Willie McGee was the Worst Blues Man in the History of Blues

Willie McGee was the worst Blues man in the history of blues. His skill with the guitar easily rivaled Eric Clapton’s, but when ever he strummed or plucked a string, it sounded as though he was tickling it. In any other hands, his sleek, black Gibson would wail like a dying whore, but in his hands, it cooed like a baby. When he performed, a joy welled up inside of him despite his every effort. A smile would push itself from between his lips, sharpening every note he tried to sing.

Willie stayed up late at night, wondering what was wrong. Sure, his life wasn’t one of abject poverty, but he had his share of fiscal woes. His luck with women wasn’t terrible, but his heart had been broken at least once. In the dark, with his wife sleeping beside him, he could feel the emotions stirring inside of him. Yet, no matter how hard he tried, once he stepped on the stage, the lights would shine on him and the joy would rise in his belly like a cake baking

“Maybe it just ain’t meant to be,” announced his wife, Nell one morning as she fried an egg in a cast iron skillet, cursing under her breath as the yoke broke. “Some things are what they are, and nothing is what it isn’t meant to be.”

“I can’t just let it all go. Not after all the work I’ve done; the time, the money, the effort.” Willie felt the blues stirring in him like a thousand snakes in a pit. He had spent the last five years pursuing a career as a musician, and it had cost him much more than it made him.

“What about that trio, The Star Seekers?
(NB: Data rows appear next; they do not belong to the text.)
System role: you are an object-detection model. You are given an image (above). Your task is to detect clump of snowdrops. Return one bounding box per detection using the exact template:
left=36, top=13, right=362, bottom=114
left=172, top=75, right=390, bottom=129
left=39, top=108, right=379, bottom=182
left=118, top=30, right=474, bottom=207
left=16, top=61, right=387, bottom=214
They were high on you. I never saw anyone love your playing as much as them.” Nell slid the dilapidated egg onto Willie’s plate and served it to him with cold toast and crunchy bacon. She was beautiful, like a princess right out of Egypt, dark and slender, but with sensuousness about her curves. Willie, whose stomach rested on his lap while peeking out from under his white T-shirt, found himself wondering what he ever did to deserve her.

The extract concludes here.